TIL: Running Python code as a migration operation in Django
2023-08-21
When I started learning Django, I was confused with the difference between makemigrations
and migrate
commands. I got it after a while, but I never truly had to work with complex migrations or write custome ones. I recently had to write a custom migration to change a ForeignKey
field to a OneToOneField
and I used the RunSQL special operation which allows to run raw sql queries. It allowed me to better understand migrations and gave me the confidence to push my changes in production.
Now I wanted to refactor an unnecessary many-to-many model into a one-to-one field in another model. The models looked like the following code:
from accounts import models as account_models
# the model I want to get rid of
class HomeAddress(BaseModel):
home = models.ForeignKey(Home, on_delete=models.CASCADE)
address = models.ForeignKey(
account_models.Address,
on_delete=models.CASCADE,
)
class Meta:
verbose_name_plural = "home addresses"
class Home(BaseModel):
name = models.CharField(max_length=50, default="Home")
address = models.OneToOneField( # the field I want to replace the model with
account_models.Address,
on_delete=models.PROTECT,
)
The challenge was to copy the Address
refered in each HomeAddress
row to the refered Home
. I wasn't sure how I would solve this and dreaded the raw SQL query, not wanting to mess up the production data. I asked ChatGPT for some inspiration and it suggested using the RunPython special operation. You first declare a function that takes two arguments; the first being the name of the app containing the historical models that matches the operation and the second is an instance of SchemaEditor the class that turns operations into SQL. The function code describes the changes that will be applied.

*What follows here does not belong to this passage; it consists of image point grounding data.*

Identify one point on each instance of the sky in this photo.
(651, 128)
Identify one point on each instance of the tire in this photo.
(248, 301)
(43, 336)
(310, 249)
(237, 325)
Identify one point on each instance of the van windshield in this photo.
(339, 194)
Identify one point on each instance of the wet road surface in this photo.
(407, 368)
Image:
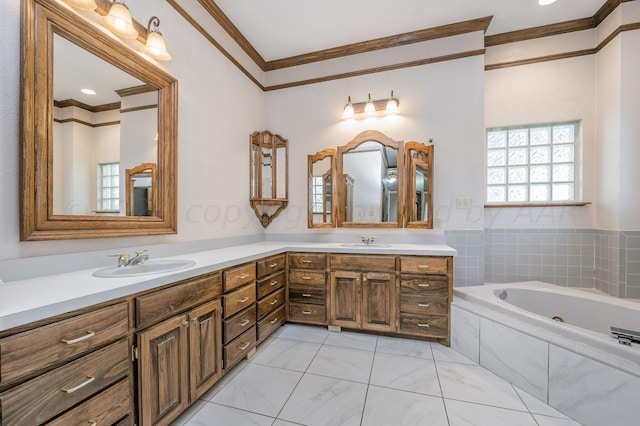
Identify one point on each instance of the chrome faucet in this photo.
(367, 240)
(125, 260)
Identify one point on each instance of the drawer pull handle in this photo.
(79, 386)
(89, 335)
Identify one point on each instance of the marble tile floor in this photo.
(306, 375)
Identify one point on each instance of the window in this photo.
(318, 195)
(109, 187)
(532, 164)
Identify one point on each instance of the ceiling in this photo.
(283, 28)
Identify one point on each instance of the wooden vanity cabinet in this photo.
(180, 357)
(426, 292)
(363, 292)
(270, 294)
(307, 295)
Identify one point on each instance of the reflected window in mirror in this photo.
(419, 161)
(321, 182)
(368, 181)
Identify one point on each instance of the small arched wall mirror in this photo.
(76, 147)
(321, 182)
(368, 180)
(375, 182)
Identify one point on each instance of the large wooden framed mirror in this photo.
(321, 189)
(419, 164)
(75, 146)
(369, 176)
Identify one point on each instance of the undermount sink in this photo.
(363, 245)
(147, 268)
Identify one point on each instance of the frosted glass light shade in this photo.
(119, 21)
(82, 4)
(155, 46)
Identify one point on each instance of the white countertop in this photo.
(25, 301)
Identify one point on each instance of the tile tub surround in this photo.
(408, 382)
(546, 365)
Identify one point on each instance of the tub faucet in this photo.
(367, 240)
(139, 258)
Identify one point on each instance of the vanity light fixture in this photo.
(119, 20)
(370, 107)
(82, 4)
(155, 46)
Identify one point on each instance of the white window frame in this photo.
(535, 190)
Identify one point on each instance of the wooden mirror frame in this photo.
(366, 136)
(311, 159)
(424, 157)
(40, 20)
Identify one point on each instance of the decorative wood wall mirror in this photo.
(67, 138)
(370, 182)
(419, 162)
(322, 191)
(268, 175)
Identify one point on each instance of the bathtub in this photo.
(576, 366)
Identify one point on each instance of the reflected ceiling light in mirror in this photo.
(82, 4)
(371, 107)
(155, 46)
(119, 20)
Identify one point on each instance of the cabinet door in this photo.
(163, 371)
(205, 347)
(345, 299)
(379, 301)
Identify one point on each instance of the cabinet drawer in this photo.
(424, 325)
(423, 265)
(162, 304)
(307, 261)
(42, 347)
(307, 312)
(238, 300)
(105, 408)
(239, 276)
(239, 323)
(270, 285)
(270, 265)
(363, 263)
(304, 277)
(270, 323)
(44, 397)
(309, 293)
(424, 305)
(419, 285)
(270, 303)
(236, 350)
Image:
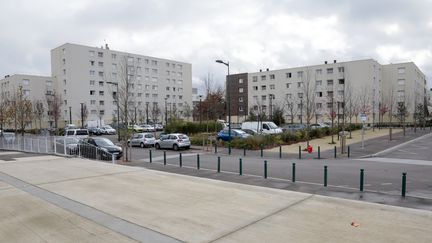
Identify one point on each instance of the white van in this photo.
(265, 127)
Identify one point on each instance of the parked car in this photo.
(95, 131)
(148, 128)
(99, 147)
(79, 133)
(142, 140)
(136, 128)
(293, 127)
(107, 129)
(174, 141)
(235, 133)
(265, 127)
(8, 137)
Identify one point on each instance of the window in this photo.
(299, 74)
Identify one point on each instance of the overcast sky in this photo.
(251, 35)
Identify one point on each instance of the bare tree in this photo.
(39, 111)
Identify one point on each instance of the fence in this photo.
(65, 146)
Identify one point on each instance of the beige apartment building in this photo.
(318, 92)
(90, 75)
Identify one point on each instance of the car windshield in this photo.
(104, 142)
(272, 125)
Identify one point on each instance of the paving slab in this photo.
(24, 218)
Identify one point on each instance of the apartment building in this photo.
(91, 75)
(318, 92)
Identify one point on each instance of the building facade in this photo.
(91, 75)
(332, 90)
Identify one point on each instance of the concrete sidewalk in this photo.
(70, 200)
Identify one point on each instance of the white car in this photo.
(142, 139)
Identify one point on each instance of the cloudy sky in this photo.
(252, 35)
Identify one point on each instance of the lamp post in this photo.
(200, 109)
(228, 97)
(118, 109)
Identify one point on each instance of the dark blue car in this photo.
(235, 133)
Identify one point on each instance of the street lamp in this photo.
(118, 109)
(228, 97)
(200, 109)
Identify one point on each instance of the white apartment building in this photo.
(90, 75)
(361, 85)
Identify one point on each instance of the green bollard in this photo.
(325, 175)
(293, 173)
(280, 151)
(335, 152)
(198, 163)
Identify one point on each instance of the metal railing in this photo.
(64, 146)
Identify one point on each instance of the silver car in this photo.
(142, 140)
(174, 141)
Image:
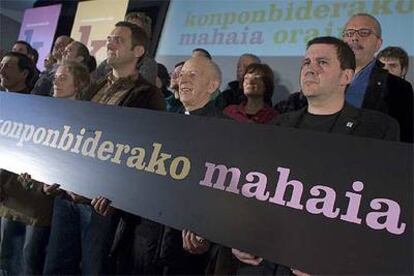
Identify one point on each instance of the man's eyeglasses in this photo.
(361, 32)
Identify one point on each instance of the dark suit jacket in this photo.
(391, 95)
(352, 121)
(142, 95)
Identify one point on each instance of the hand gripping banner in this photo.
(324, 203)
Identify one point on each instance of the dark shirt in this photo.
(296, 101)
(238, 113)
(323, 123)
(232, 95)
(355, 92)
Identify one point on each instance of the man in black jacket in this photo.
(373, 87)
(327, 69)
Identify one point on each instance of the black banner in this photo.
(322, 203)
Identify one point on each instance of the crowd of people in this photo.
(345, 88)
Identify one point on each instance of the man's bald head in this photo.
(60, 45)
(199, 78)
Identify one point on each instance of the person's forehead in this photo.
(390, 60)
(9, 60)
(71, 46)
(20, 45)
(194, 64)
(246, 60)
(360, 22)
(62, 70)
(321, 50)
(121, 31)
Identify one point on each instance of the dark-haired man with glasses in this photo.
(373, 87)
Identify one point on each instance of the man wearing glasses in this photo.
(373, 87)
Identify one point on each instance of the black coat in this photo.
(391, 95)
(352, 121)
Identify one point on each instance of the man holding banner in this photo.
(327, 69)
(124, 87)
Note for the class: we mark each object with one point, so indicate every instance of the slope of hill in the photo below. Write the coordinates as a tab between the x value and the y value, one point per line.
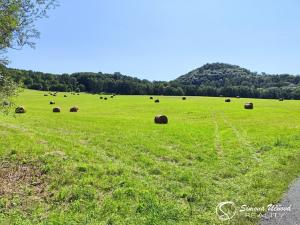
209	80
222	75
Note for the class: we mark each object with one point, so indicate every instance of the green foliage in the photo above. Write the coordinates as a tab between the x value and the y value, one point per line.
17	29
210	80
110	164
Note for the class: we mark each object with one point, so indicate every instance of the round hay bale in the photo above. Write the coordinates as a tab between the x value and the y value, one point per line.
6	103
20	109
248	105
161	119
74	109
56	109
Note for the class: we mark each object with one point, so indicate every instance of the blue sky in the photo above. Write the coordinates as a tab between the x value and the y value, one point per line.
162	39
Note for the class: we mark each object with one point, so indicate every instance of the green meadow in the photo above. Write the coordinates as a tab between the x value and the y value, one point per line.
110	163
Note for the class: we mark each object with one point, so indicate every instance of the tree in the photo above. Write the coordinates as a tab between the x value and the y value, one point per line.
17	29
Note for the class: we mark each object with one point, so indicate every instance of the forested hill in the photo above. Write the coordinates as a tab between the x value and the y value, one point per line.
209	80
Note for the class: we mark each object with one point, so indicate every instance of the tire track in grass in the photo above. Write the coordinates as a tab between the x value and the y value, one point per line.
242	139
218	143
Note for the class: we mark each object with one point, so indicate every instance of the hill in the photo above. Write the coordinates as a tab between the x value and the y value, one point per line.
209	80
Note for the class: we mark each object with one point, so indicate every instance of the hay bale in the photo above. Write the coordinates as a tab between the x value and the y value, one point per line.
74	109
248	105
56	109
5	103
161	119
20	109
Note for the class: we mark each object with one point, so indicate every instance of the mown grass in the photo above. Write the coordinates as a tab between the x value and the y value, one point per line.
110	164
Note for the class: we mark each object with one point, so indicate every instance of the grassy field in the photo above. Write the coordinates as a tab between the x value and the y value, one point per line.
110	164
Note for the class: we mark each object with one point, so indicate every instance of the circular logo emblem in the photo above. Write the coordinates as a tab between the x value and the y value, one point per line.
226	210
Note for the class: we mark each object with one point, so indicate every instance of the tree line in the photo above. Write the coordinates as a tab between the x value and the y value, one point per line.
210	80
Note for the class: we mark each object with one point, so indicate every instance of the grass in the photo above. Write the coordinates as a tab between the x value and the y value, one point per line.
110	164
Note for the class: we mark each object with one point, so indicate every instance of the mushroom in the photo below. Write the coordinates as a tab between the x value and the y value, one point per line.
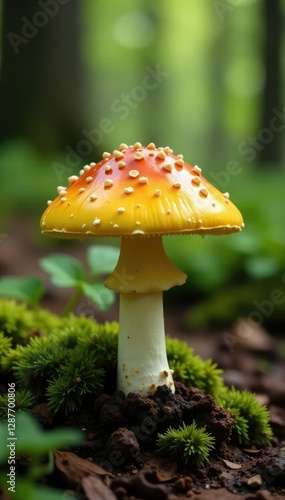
140	194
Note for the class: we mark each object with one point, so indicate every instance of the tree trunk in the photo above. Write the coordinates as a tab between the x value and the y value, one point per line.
271	100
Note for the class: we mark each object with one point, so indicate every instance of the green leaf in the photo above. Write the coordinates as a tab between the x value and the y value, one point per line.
32	440
65	271
101	296
29	289
102	259
25	488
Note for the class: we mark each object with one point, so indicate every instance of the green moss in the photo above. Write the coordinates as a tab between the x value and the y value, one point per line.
24	400
19	323
188	443
191	369
62	360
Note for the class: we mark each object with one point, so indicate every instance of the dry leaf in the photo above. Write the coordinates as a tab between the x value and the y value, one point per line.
252	451
94	488
73	468
232	465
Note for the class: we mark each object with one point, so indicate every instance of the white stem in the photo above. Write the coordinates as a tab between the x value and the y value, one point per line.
142	361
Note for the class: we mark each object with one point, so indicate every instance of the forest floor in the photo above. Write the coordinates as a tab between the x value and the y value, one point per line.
253	361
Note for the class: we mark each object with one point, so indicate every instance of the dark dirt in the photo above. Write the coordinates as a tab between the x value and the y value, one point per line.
118	459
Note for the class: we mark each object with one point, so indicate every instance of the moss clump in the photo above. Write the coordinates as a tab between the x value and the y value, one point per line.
192	370
24	400
79	376
251	420
63	360
19	323
188	443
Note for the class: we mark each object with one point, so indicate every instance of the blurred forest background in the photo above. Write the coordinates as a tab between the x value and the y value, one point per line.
205	77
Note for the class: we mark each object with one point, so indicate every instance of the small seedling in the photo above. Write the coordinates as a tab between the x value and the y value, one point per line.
188	443
37	445
251	420
67	272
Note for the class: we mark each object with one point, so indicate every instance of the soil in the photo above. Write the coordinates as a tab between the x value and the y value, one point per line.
118	460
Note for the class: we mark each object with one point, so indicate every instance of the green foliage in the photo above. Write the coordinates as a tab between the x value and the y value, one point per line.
188	443
191	369
5	344
24	400
16	321
66	271
80	375
28	289
37	444
251	419
37	363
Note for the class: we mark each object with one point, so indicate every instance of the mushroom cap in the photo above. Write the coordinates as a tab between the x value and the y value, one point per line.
140	191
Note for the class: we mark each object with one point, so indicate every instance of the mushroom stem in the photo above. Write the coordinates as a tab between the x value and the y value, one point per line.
142	360
142	273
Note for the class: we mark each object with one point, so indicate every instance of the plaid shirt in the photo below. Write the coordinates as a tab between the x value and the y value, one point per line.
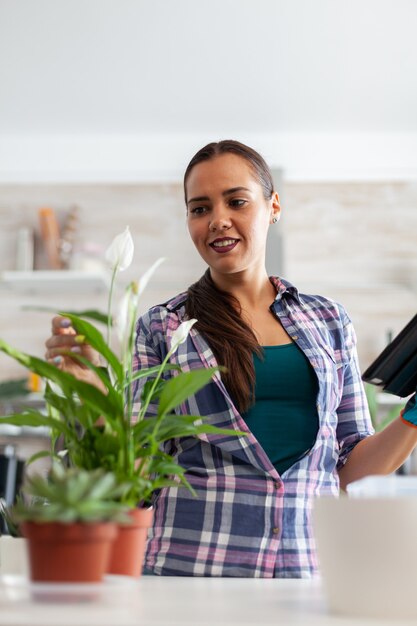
246	519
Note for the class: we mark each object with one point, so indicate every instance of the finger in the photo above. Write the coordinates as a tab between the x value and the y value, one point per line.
58	361
62	326
62	351
61	341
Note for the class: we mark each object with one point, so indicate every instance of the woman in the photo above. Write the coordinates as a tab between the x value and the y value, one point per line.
292	384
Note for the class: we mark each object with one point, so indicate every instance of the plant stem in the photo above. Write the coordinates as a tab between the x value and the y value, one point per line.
109	318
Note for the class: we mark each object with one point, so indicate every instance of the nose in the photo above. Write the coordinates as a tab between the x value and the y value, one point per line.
219	220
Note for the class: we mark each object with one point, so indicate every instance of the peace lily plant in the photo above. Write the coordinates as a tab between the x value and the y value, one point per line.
97	425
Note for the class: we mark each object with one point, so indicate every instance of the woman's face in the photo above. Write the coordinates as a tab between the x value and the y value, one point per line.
228	216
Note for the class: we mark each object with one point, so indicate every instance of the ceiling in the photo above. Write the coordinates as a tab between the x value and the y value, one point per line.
212	68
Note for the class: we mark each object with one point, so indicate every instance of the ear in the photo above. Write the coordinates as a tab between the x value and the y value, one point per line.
275	207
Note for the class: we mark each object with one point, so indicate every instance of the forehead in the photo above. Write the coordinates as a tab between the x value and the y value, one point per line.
224	171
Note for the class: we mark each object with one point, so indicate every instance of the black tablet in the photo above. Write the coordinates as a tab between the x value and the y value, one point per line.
395	369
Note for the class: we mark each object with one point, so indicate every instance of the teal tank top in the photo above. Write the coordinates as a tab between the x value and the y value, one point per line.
284	417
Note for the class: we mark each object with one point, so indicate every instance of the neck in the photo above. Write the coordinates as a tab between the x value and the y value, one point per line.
249	288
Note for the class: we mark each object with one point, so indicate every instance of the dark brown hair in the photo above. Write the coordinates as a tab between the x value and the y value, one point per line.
218	312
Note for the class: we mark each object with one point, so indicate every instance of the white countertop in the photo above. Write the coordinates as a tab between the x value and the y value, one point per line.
172	601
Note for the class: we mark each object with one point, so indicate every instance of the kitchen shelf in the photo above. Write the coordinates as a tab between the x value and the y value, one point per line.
46	281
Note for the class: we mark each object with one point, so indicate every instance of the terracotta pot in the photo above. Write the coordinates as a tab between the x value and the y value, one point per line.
69	552
129	548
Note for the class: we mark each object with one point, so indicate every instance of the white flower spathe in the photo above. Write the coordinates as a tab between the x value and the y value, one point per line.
123	314
145	278
119	254
180	335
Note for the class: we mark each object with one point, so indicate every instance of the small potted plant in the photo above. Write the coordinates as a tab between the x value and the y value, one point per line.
96	422
69	520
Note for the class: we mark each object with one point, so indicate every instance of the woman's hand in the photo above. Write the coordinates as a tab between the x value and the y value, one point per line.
64	339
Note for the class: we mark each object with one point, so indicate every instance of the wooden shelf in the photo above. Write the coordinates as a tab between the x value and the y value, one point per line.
46	281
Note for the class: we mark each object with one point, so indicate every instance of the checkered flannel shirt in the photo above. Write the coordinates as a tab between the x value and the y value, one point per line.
246	519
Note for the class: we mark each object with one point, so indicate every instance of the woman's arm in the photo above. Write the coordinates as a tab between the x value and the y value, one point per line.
363	452
381	453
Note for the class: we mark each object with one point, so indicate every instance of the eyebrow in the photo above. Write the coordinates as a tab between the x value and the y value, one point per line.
224	193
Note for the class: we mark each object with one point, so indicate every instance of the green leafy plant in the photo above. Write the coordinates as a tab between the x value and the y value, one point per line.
96	424
70	495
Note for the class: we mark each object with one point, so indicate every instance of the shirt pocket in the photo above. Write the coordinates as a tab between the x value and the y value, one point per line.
334	374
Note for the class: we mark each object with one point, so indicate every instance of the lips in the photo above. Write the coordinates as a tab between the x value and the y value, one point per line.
224	244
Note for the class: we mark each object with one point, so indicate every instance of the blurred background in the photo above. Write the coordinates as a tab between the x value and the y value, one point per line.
104	102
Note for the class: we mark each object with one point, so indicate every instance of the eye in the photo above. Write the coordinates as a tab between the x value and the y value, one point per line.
237	203
198	210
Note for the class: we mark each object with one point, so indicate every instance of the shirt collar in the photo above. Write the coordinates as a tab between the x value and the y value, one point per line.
283	286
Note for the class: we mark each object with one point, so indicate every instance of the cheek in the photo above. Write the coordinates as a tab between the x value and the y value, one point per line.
195	232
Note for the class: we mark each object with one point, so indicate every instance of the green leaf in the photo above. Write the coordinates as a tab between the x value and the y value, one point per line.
181	387
38	455
14	388
91	314
107	404
96	341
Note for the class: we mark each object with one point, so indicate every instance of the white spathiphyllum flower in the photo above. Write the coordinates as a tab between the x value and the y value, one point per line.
126	315
119	254
143	281
122	317
180	335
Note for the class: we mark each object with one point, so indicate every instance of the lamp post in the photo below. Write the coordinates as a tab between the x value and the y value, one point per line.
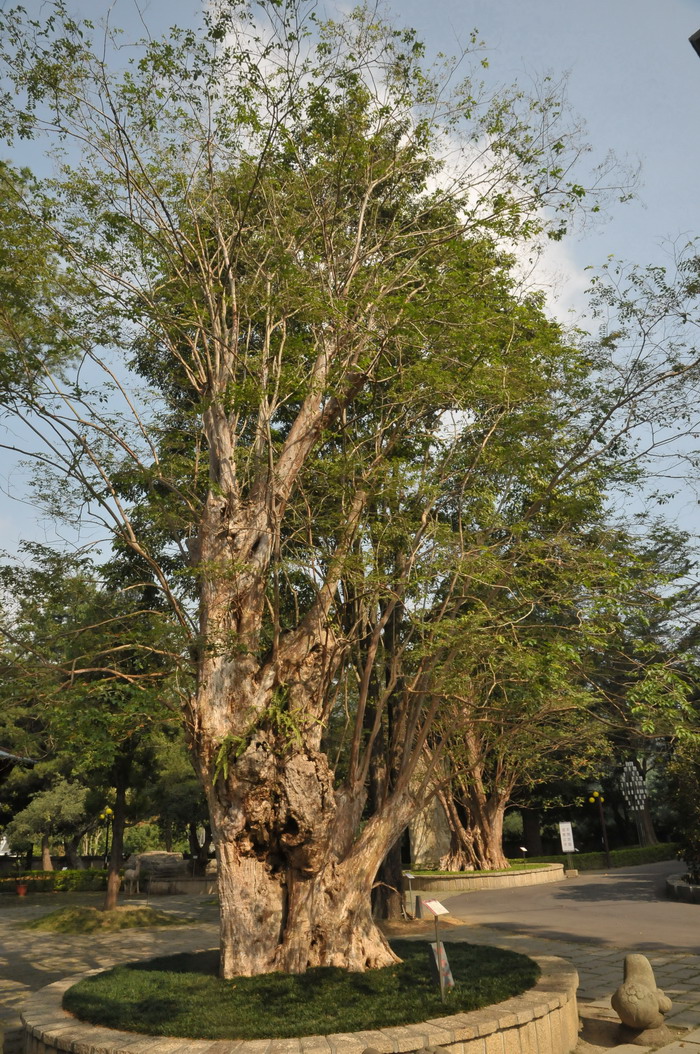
107	815
597	797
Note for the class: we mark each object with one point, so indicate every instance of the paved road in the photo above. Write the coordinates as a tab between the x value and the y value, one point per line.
592	920
623	909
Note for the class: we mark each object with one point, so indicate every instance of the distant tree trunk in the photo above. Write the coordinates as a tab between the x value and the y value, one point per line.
475	822
73	855
122	769
199	853
646	824
388	891
531	832
46	863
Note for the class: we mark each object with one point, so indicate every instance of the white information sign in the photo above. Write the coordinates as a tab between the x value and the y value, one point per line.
435	906
566	837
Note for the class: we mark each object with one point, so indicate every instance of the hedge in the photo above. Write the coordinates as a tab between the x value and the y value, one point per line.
619	858
56	881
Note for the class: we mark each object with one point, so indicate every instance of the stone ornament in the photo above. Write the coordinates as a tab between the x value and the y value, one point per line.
640	1004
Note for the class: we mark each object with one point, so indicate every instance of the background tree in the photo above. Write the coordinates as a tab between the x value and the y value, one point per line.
293	237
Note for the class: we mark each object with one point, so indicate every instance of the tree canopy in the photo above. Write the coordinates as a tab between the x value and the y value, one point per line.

A second function is declared that accepts the same two arguments and its code should undo what has been done by the first function. This makes the migration reversible otherwise the changes are permanent. The two functions are passed to the RunPython
function called inside the operations
list of the Migration
class. For database backends that do not support Data Definition Language (DDL) transactions (CREATE
, ALTER
, etc.), RunPython
will run its content inside a transaction.
For databases that do support DDL like PostgreSQL, no other transactions are added besides the one generated by a migration. A migration with both schema changes and RunPython
operation will raise an exception stating the changes cannot be applied because it has pending trigger events.
What I ended up doing is generating a migration to add the Home.address
field, then generated an empty migration and wrote the following code:
from django.db import migrations
from accounts import models as account_models
def replace_home_with_address(apps, schema_editor):
home_address_model = apps.get_model('my_app', 'HomeAddress')
for home_address in home_address_model.objects.all():
address = home_address.address
address = account_models.Address.objects.create(
address_line_1=f"123 Fake Street",
address_line_2="Building 1",
city="Test City",
zip_code="12345",
country_id=home_address.address.country.id,
subdivision_id=home_address.address.subdivision.id,
)
home_address.home.address_id = address.id
home_address.home.save()
class Migration(migrations.Migration):
dependencies = [
('my_app', '0002_auto_20230821_1308'),
]
operations = [
migrations.RunPython(replace_home_with_address),
]
So here, I loop over the HomeAddress
rows and for each one of them, I put the HomeAddress.address
reference into HomeAddress.home.address
and save. Note that for readability purpose, I didn't include the query prefetching code.